The story was familiar. Two evenings before at 6:45 P.M., the West Jersey and Seashore excursion train had left Atlantic City, driven by engineer John Greiner with fireman Morris Newell stoking the engine. Only minutes later Greiner saw the Reading express train on a perpendicular track flying toward the same crossing he was approaching. Since his train had the white flag, which meant the Reading train had the “stop” signal, Greiner assumed he had a clear track ahead of him. But as the Reading train continued to thunder toward  the crossing, Greiner shouted to his fireman, “My God, Morris, he’s not going to stop!” With a collision imminent, Greiner ran to the engine’s steps and prepared to jump. For a moment he stood on the steps and watched the ground rush by. Then, with a change of heart, he returned to his duties in the cab.

A second later the crash came. The Reading train struck Greiner’s excursion train in the middle of the second of its six coaches, killing over forty people instantly. The engine of the Reading express was smashed to pieces, and its engineer, Edward Farr, was killed on the spot. While most of the excursion train’s cars derailed, the engine continued untroubled along its track for several hundred feet, after it was severed from the rest of the train. Greiner jumped from his cab and ran back to the rest of the train. “When I got back to the scene of the accident,” he recounted, “the sight which met my eyes was appalling. Dead bodies were strewn about everywhere, and the cries of the dying and injured filled the air. It was a heartrending spectacle.”

Survivors later described to journalists the horror inside the train. Charles Seeds was sitting with his wife in the fourth car of Greiner’s train when the front part of his car “was smashed to kindling wood.” Seeds called to his wife to follow him, and jumped out the car’s window. He hurt his leg when he hit the ground, and as he looked around, he could not see his wife anywhere. When he jumped back up into the window, smoke filling the car blinded him. Through the gloom inside, Seeds saw a glittering object. He reached out and picked up his wife’s gold pocket watch, its chain broken by a piece of heavy timber that had just grazed her. Now finding his wife alive nearby, Seeds grabbed her by the hair and pulled her through the window to safety.

In the late-nineteenth century police did not use “Do Not Cross” tape, and within hours, thousands of spectators surrounded the  wrecks. People continued to flock to the site for days.
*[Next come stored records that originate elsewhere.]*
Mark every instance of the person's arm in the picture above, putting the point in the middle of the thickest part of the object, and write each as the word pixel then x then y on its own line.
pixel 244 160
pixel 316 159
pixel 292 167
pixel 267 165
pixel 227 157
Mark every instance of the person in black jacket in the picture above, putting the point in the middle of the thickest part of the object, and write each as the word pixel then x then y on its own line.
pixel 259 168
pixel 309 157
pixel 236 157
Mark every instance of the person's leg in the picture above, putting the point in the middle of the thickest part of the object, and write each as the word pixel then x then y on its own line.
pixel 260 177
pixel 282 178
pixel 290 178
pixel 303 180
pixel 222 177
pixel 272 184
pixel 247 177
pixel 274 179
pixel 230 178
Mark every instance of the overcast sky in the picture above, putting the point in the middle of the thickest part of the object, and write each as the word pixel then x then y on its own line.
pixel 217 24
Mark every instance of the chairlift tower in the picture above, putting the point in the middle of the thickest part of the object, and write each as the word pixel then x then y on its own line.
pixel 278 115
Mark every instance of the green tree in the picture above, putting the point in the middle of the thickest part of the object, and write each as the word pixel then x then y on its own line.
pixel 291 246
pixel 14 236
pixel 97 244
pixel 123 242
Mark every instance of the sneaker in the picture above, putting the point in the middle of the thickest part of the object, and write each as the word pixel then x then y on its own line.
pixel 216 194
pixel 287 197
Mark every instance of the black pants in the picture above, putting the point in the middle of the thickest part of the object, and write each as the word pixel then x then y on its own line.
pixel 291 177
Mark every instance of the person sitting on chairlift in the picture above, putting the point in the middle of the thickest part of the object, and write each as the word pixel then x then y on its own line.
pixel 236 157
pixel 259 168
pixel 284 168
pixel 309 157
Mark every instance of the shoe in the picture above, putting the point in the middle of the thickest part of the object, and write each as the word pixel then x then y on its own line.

In Atlantic City, the usual greeting of “Are you going to the boardwalk?” gave way to “Are you going to the wreck today?” And as one newspaper affirmed, “Everyone went.” The dead were wrapped at the scene in blankets and sacks, then placed in another train car for return to the station, to be stored temporarily in the baggage room. Visiting the site, though popular, was traumatic. Benjamin Maull, a veteran of the Civil War, said seeing the wreck affected him more than any scene of carnage he had witnessed during his four years of service. 
 
Less than two days later, speculation was rife among newspapers that Farr, the driver of the Reading train that ran the signal, had a friend in his cab at the time of the accident. “That raises the suspicion that he may have been more occupied in conversation than in watching signals,” the editors of the New York Tribune noted.

The paper also sought to comment on the tragedy of the accident’s many victims. Men who died on the battlefield, the paper believed, earned a measure of glory in the process. “Tornadoes and earthquakes and fire and flood kill thousands, but man bows submissive to the resistless elements. There is “even something grand in being a victim of Nature. But to meet death from the blind fury of a Frankenstein, to suffer and be crushed by the misbehavior of one’s own creations, to go out for pleasure trusting in the perfection of civilization and have that civilization turn and rend one, is to fall without any compensation.” Industrial and technological developments such as trains—the “perfection of civilization”—had conquered the vast distances of the nation, but at a price. In the modern era people faced new and horrible agents of death.